Lessons Learned: Training and Deploying State of the Art Transformer Models at Digits

Print Friendly, PDF & Email

In this blog post, we want to provide a peek behind the curtains on how we extract information with Natural Language Processing (NLP). You’ll learn how to appy state-of-the-art Transformer models for this problem and how to go from an ML model idea to integration in the Digits app.

Our Plan

Information can be extracted from unstructured text through a process called Named Entity Recognition (NER). This NLP concept has been around for many years, and its goal is to classify tokens into predefined categories, such as dates, persons, locations, and entities.
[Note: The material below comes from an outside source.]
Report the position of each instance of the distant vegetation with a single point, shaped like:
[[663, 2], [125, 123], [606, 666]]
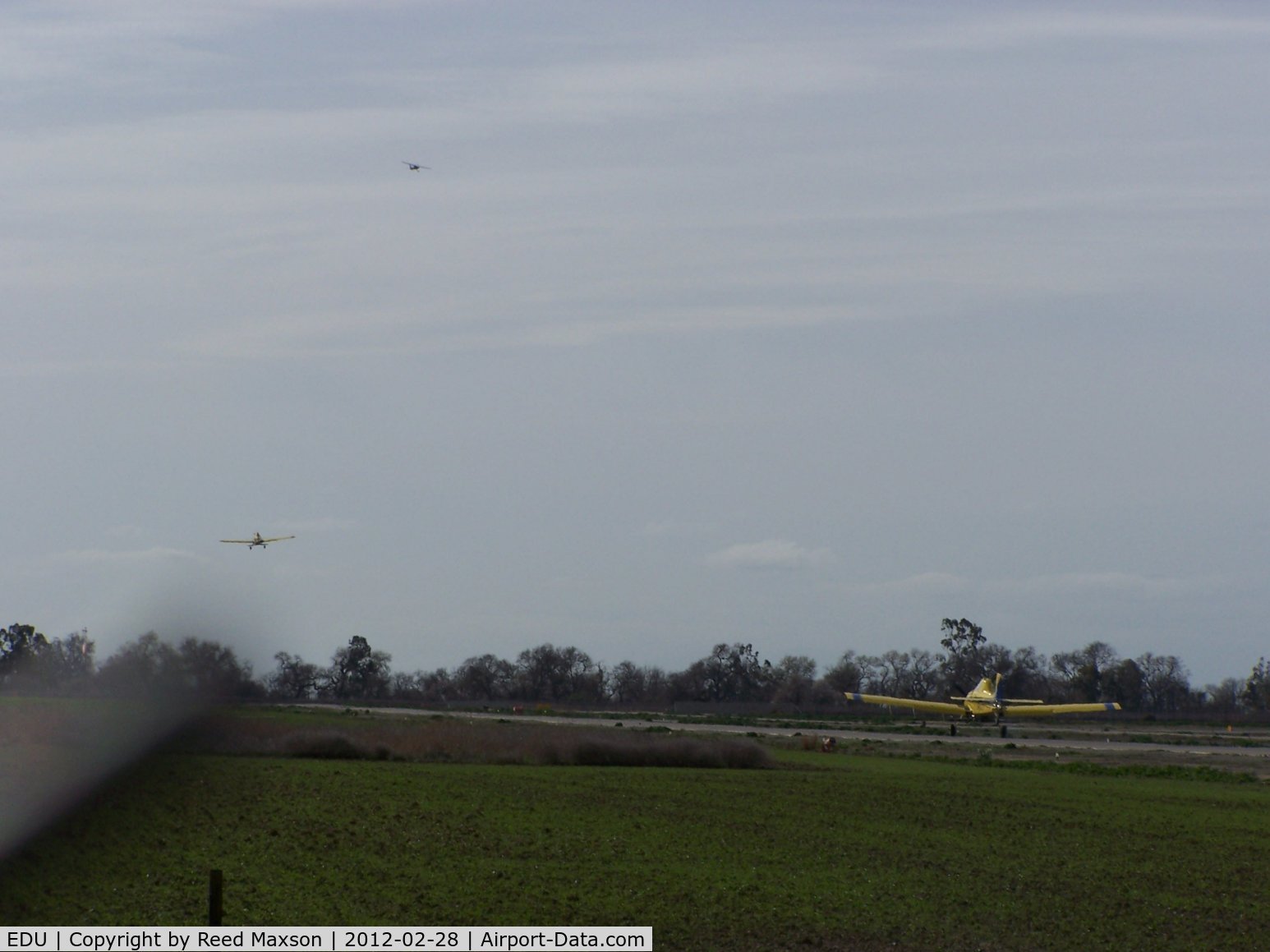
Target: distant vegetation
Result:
[[732, 673], [446, 740]]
For example, the transaction below could be transformed into the following structured format:

Named Entity Recognition in action

We had seen outstanding results from NER implementations applied to other industries and we were eager to implement our own banking-related NER model. Rather than adopting a pre-trained NER model, we envisioned a model built with a minimal number of dependencies. That avenue would allow us to continuously update the model while remaining in control of “all moving parts.” With this in mind, we discarded available tools like the SpaCy NER implementation or HuggingFace models for NER. We ended up building our internal NER model based only on TensorFlow 2.x and the ecosystem library TensorFlow Text.

The Data

Every Machine Learning project starts with the data, and so did this one. We decided which relevant information we wanted to extract (e.g., location, website URLs, party names, etc.) and, in the absence of an existing public data set, we decided to annotate the data ourselves.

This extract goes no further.